# Reducing interrupts on a genet interface?



## `Orum (May 5, 2021)

I've been playing around with FreeBSD 13.0 on my Pi 4B, and when benchmarking the genet(4) Ethernet interface I found I could only get to a peak of ~92MB/s (736 mb/s).  Looking at top, it appears this is limited by interrupt handling rate, as performance was showing 25% interrupt usage (_hw.ncpu=4 _for those unaware).  I thought about trying polling(4) to get higher speeds, but that doesn't appear to be suported in the genet driver.  Is there any sysctl I should be looking at tuning to get higher network performance, or am I just stuck with this as the maximum speed?


----------



## SirDice (May 6, 2021)

There is a sysctl `hw.<interface>.max_interrupt_rate` that defaults to 8000. Look at the output of `systat -vmstat` for example and see if you're hitting that ceiling.

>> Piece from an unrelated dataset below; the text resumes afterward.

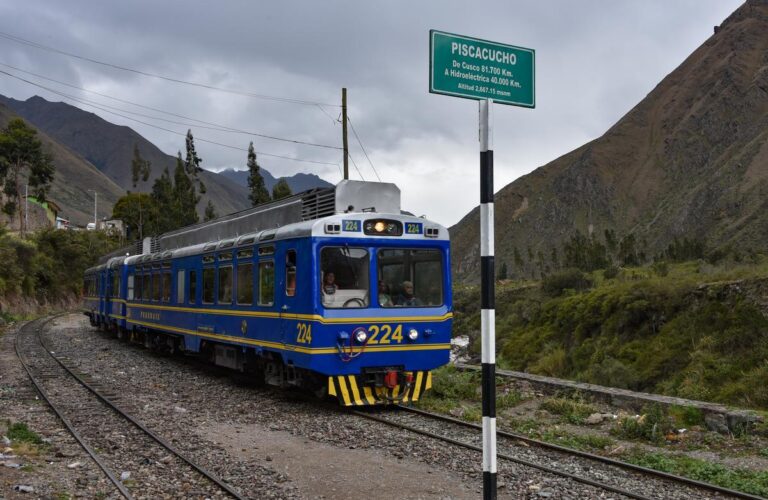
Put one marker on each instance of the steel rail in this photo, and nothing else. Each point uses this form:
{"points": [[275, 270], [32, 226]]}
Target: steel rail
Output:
{"points": [[526, 463], [118, 484], [599, 458], [591, 456], [209, 475]]}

You can increase that rate limit in /boot/loader.conf.


----------



## covacat (May 6, 2021)

can it use jumbo frames ?


----------



## `Orum (May 6, 2021)

SirDice said:


> There is a sysctl `hw.<interface>.max_interrupt_rate` that defaults to 8000. Look at the output of `systat -vmstat` for example and see if you're hitting that ceiling. You can increase that rate limit in /boot/loader.conf.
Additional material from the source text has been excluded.